The learning and teaching methods include:
12 Lectures, 11 Tutorials, 10 study skills sessions, weekly reading and tutorial preparation, tutorial exercises, Study Skills Assignments on Surreylearn.
Indicated Lecture Hours (which may also include seminars, tutorials, workshops and other contact time) are approximate and may include in-class tests where one or more of these are an assessment on the module. In-class tests are scheduled/organised separately to taught content and will be published on to student personal timetables, where they apply to taken modules, as soon as they are finalised by central administration. This will usually be after the initial publication of the teaching timetable for the relevant semester.

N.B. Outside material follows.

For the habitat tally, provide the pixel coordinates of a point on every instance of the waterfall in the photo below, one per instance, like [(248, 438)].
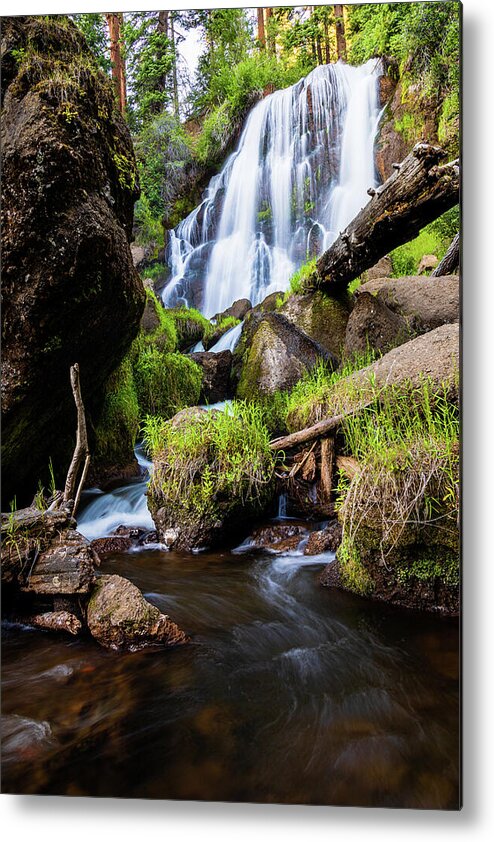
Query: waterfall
[(301, 172)]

Reading list for MEDIA, COMMUNICATION AND SOCIETY : http://aspire.surrey.ac.uk/modules/soc1030
Programmes this module appears in
|Media and Communication BSc (Hons)||1||Compulsory||A weighted aggregate mark of 40% is required to pass the module|
Please note that the information detailed within this record is accurate at the time of publishing and may be subject to change. This record contains information for the most up to date version of the programme / module for the 2019/0 academic year.